How should I go about doing rotations? Just shove the entire dataset into ImageMagick and tell it to rotate everything like 15deg? I know that by default it trains with mirroring on, not sure if it auto rotates as well but I didn’t see anything on it so I’d assume not.
There is a class in tensorflow that does this for you. If I recall correctly it is called ImageDataGenerator or something like that, and it’s whole schtick is that it automatizes all pre-processing for you. I’m not sure how much of the code from stylegan you actually messed with, but if it is invariant to horizontal flipping I suspect it is already doing some pre-processing somewhere, possibly via ImgDataGen already, and if so it is just the case of adding rotation to the constructor call.
Still want to have a look at the code you played around with later, btw.
As for the wg sequences, my thought right now is to import the image tuples as just one entry to the dataset, and have them as different dimensions of the same entry(I will call it z from now on, even though that is not strictly correct since the image already has 3 color bytes as a z). I assume it won’t be something you can do out of the box, but tensorflow already works great with multi-dimensional data, so I don’t think it will complain much about that, it will just require a bit of finnagling to get the data in as we want.
Then comes the more iffy part of this approach: I am not 100% if you just run it buck naked(just the pure vanilla stylegan) it will be able to learn the patterns in the z dimension(the changes through time/images). I think it might, and I want to try it, since it is literally just running it as it already is. My guess is that it will either get confused with how to run the image convolutions over the extra dimension, or it might also get cheeky and automatically run standard vector space convolutions. I think the vector space ones might be able to learn on their own, because if you think about it, the z dimension displays patterns just the same as any 2D feature in an image. If it doesn’t automatically default to vector space convolutions, we will have to teach it how to do it ourselves.

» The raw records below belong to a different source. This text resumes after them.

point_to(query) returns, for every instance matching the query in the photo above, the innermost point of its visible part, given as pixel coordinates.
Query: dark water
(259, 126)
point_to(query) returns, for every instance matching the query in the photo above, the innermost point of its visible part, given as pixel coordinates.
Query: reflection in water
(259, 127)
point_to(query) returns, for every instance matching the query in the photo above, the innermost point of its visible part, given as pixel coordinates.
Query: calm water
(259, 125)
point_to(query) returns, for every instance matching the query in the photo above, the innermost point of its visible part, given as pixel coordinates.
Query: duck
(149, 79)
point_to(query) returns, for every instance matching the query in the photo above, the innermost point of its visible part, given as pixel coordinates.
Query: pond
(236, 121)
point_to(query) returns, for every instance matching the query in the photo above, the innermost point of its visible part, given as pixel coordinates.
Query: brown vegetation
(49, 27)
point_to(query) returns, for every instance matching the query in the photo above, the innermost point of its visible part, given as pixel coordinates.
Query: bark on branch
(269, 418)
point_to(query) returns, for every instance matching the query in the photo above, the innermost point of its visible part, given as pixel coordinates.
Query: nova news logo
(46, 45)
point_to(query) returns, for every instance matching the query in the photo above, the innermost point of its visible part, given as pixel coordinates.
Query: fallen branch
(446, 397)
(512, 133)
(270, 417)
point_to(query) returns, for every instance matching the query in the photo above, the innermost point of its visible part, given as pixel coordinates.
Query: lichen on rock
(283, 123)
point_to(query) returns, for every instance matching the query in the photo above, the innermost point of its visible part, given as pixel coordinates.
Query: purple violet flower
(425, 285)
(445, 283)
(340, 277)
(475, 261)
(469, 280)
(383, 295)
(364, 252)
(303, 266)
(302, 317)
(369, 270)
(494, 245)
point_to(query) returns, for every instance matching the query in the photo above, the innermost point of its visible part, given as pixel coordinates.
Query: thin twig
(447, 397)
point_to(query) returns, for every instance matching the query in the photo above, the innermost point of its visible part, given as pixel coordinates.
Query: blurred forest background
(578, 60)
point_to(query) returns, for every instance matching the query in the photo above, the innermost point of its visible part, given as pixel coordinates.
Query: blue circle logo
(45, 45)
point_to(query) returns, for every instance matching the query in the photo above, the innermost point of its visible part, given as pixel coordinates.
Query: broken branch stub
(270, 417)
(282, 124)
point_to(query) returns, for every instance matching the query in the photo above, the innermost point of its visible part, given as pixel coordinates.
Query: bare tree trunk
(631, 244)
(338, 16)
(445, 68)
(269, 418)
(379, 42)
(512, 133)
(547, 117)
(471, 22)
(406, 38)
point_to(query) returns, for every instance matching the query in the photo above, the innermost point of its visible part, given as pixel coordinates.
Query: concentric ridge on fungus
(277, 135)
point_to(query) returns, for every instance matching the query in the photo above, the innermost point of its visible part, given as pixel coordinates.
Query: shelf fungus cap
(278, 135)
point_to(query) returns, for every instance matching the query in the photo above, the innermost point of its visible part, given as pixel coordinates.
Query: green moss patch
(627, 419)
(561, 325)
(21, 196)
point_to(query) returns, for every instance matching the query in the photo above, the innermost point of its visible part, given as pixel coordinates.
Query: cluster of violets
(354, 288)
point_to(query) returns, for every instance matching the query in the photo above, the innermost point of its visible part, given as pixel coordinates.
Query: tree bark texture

Finally, there is also the possibility the vectorial pattern recognition won’t be able to do the job. This is a worst case scenario, because if this is the case we will have to think up another way to model the data ourselves. Maybe representing the combination of the both images as the difference between them would work for instance.
P.S.: I just noticed that you might have meant “how would I go about creating that dataset” with your second question. As I said before, right now the only thing we want is to have a bunch of sequences with good filenames so we don’t get lost. After that we will want to manually arrange them as tuples, at this point cropping them manually if required(like those that the whole sequence is a single file). To arrange them as tuples we have a few options, we can automatically encode them into json, we can convert them to raw and then append the z dimension after an arbitrary point in the file. Finally, we can try dropping each tuple into a folder, and TF already has a few ways in which it can automatimally understand directory structure when it is importing data. We would have to think which of the three is the best option for us depending on how we choose to structure our work.